Estamos em pleno verão, já é possível estimar que este ano os números vão superar os valores de 2022?
Os dados compilados até maio indicam que estamos com ocupações e preços melhores do que estávamos em 2022. Mas já estamos a assistir, no verão, um bocadinho ao efeito planalto. No fundo, estamos com níveis de ocupação sensivelmente idênticos aos de 2022, com preços médios melhores. Isto configura um aumento da receita via preço. Isso é bom, porque tivemos, depois da Covid-19, a guerra na Ucrânia e uma inflação generalizada da cadeia de produção do setor hoteleiro. Pudemos passar ao cliente o efeito do aumento de custos que tivemos na nossa cadeia. Portanto, diria que o verão de 2023 será de consolidação relativamente ao que tivemos em 2022, não tanto de ocupação – que se manterá ao mesmo nível – , mas com uma melhoria do preço e, mais importante, é a crescente presença do turismo e da hotelaria na criação de valor na economia portuguesa. Isso é obviamente muito significativo. Em 2022, estivemos entre os três países que mais cresceram na União Europeia. Pensava-se que tal tendência não se repetiria em 2023, e o que está acontecer é que estamos a crescer acima disso e estamos com benefícios indiscutíveis, que são benefícios para a atividade turística, para o alimento de outros setores de atividade que dependem do setor do turismo, e benefícios para o Estado, que arrecada receita. Os números de maio mostram isso, uma situação de excedente orçamental. Está a chegar o momento do Governo passar a redistribuir melhor.

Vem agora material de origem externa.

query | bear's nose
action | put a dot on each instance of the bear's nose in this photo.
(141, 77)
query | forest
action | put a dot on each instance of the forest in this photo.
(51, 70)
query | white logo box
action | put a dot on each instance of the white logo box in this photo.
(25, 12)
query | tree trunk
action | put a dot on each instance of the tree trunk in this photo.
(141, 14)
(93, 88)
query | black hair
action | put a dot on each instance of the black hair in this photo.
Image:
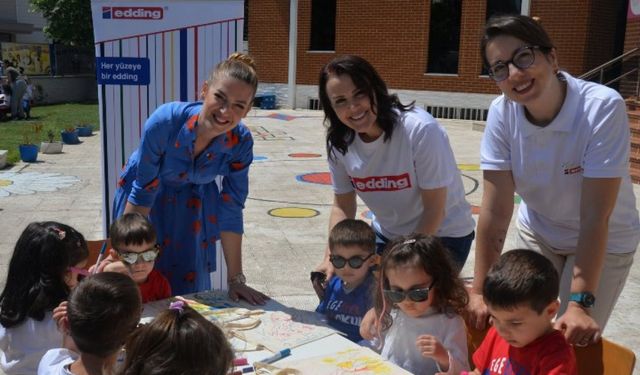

O que é que isso quer dizer?
Basicamente é olhar para famílias e empresas e, de alguma maneira, pensar em desonerar a sua carga fiscal, designadamente com baixas de IRC e IRS. Estando o Estado numa situação excedentária, pode redistribuir melhor e aliviar a carga fiscal sobre famílias e empresas. O World Travel & Tourism Council (WTTC) veio dizer, recentemente, algo muito relevante para os próximos anos: a economia portuguesa vai continuar a crescer com uma impressão digital chamada turismo. Pensar que 23% do nosso PIB em 2033 será direta e indiretamente relacionado com o nosso setor, ou que uma em cada quatro pessoas será empregue no setor do turismo, configura bem a importância que este setor tem.

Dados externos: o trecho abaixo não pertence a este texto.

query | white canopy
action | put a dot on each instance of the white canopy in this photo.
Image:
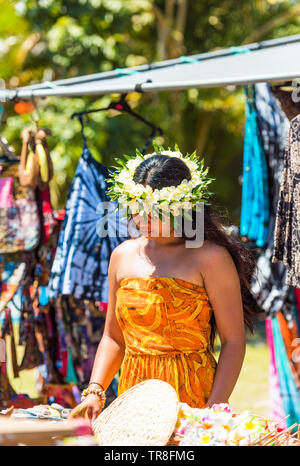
(268, 61)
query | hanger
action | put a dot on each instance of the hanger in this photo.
(121, 106)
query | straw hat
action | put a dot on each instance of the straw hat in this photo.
(144, 415)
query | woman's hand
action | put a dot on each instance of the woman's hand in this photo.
(90, 408)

“Estando o Estado numa situação excedentária, pode redistribuir melhor e aliviar a carga fiscal sobre famílias e empresas”
No ano passado, o pico do verão foi marcado por situações de caos nos aeroportos. Teme que este ano se repita a mesma situação?

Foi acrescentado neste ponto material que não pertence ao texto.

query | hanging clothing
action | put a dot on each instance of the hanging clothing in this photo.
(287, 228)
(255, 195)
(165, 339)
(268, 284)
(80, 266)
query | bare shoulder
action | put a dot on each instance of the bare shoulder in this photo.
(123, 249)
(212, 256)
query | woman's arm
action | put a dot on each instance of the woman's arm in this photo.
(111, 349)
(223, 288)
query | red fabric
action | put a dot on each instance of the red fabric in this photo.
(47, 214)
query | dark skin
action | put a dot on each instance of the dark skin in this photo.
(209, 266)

Sendo o aeroporto da Portela a primeira e mais importante porta de entrada dos estrangeiros em Portugal, como é evidente uma má experiência tem como consequência uma primeira péssima impressão do nosso país. Por isso, temos estado muito atuantes neste domínio. Percebemos a ação do Governo, nomeadamente do Ministério da Administração Interna com o reforço de meios no aeroporto, designadamente o conjunto de agentes do SEF para dar celeridade ao processo de entrada e saída no país, a reorganização que o próprio concessionário promoveu no sentido de dar um melhor serviço. Mas mantemos os problemas estruturais. Aquele aeroporto está esgotado, quando digo que está esgotado, não há slots disponíveis para as faixas de horários mais requeridas pelas companhias aéreas, em função da localização de Portugal. Ou seja, refiro-me aos horários do início da manhã e do início da tarde. Porque obviamente se quisermos dizer que há slots às quatro da tarde, não rejeito essa opção, mas é a mesma coisa que servir jantares às quatro da tarde no hotel. Podemos chamar jantares e há disponibilidade, mas na verdade estamos a desconversar. De facto, é essencial olhar para esta primeira experiência em Portugal, porque ela é crítica. Há um interesse crescente das companhias aéreas, há um interesse crescente à escala global por Portugal e é fundamental dotar a nossa principal infraestrutura de condições, que hoje tem muitas dificuldades em responder e entregar um serviço aceitável.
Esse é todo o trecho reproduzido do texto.